Protein lysates were spiked with 5μg of periodate oxidized chicken ovalbumin (Sigma-Aldrich, St. Louis, MO), which served as an internal control for the coupling process, and well mixed. Hydrazide Sepharose resin (3.2 ml) (BioRad, Hercules, CA) in a 50% slurry of ethanol storage buffer was rinsed with 7ml of coupling buffer (100mM sodium acetate, 1.5M NaCl, pH 4.5) then centrifuged at 5,000 rpm for 3 minutes to pellet the resin. The buffer was discarded and the wash process repeated twice. The spiked lysate was mixed with the rinsed hydrazide resin and incubated for at least 8 hours at 25ºC, with end-over-end tumbling.

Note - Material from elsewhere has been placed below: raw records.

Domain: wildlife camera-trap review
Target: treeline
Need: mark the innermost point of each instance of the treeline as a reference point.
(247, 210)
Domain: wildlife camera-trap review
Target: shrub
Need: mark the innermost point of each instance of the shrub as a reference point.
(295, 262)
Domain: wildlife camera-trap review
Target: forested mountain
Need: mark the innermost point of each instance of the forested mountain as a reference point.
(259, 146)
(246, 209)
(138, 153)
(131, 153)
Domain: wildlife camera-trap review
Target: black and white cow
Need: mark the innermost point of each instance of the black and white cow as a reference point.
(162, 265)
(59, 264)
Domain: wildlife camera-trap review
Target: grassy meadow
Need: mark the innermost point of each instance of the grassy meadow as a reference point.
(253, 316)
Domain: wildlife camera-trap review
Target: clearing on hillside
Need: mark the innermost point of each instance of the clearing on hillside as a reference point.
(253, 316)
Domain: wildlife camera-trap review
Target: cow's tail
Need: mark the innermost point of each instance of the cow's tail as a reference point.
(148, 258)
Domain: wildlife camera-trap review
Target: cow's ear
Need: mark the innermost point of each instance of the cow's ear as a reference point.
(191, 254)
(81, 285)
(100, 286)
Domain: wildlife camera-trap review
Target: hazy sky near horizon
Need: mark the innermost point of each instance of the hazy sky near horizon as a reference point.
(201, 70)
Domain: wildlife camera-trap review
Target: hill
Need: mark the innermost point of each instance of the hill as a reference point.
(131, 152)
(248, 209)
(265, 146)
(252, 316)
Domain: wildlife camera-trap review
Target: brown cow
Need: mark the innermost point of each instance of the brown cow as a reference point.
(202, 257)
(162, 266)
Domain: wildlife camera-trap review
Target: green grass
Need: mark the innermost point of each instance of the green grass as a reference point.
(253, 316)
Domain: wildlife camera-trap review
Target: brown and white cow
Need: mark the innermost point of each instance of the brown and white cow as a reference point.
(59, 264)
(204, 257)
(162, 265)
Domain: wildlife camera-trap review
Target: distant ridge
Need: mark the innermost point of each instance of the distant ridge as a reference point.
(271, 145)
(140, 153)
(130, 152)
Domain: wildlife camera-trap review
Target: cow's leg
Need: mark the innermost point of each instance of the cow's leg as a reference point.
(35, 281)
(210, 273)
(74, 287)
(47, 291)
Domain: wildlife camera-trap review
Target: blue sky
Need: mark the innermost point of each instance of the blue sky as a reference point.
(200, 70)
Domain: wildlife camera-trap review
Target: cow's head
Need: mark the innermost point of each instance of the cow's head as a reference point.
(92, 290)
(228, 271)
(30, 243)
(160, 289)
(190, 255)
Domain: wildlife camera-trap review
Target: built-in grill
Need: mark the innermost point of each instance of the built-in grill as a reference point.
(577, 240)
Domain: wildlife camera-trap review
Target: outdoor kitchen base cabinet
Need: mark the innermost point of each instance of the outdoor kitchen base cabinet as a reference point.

The hydrazide resin was transferred to a disposable plastic column using 7ml of 8M urea in 100mM ammonium bicarbonate pH 8.3 buffer, which also was used to denatured the bound glycoproteins. The immobilized proteins were washed with 5ml of 50mM ammonium bicarbonate to remove the remaining urea. Subsequently, the bound proteins were reduced with 5ml of 50mM dithiothreitol (DTT) for 60 minutes at 37°C. The DTT was discarded and the resin rinsed with 5ml of 50mM ammonium bicarbonate buffer. The denatured glycopeptides were alkylated with 5ml of 65mM iodoacetamide (IAM) for 30 minutes at 25ºC in the dark using a thermo-mixing apparatus set to medium shaking. The IAM was discarded, and the immobilized glycoproteins rinsed with 5ml of ammonium bicarbonate buffer. To ensure complete protein denaturation, the resin was incubated in 5ml of 6M urea for 5 minutes at 25ºC, and subsequently rinsed 3 times with 5ml of 1.5M sodium chloride to remove non-specific binding. The resin was rinsed 3 times with 5ml of 50mM ammonium bicarbonate to remove the remaining sodium chloride. The glycoproteins were digested with 40ng/μl trypsin (Promega, Madison, WI) in 50mM ammonium bicarbonate buffer at a final concentration of at 37ºC for more than 8 hours in a water bath. After digestion, the tryptic fraction was collected, and the hydrazide column was washed with 3–5ml of 50mM ammonium bicarbonate to collect any remaining tryptic peptides. The combined eluate was processed by solid phase extraction (SPE).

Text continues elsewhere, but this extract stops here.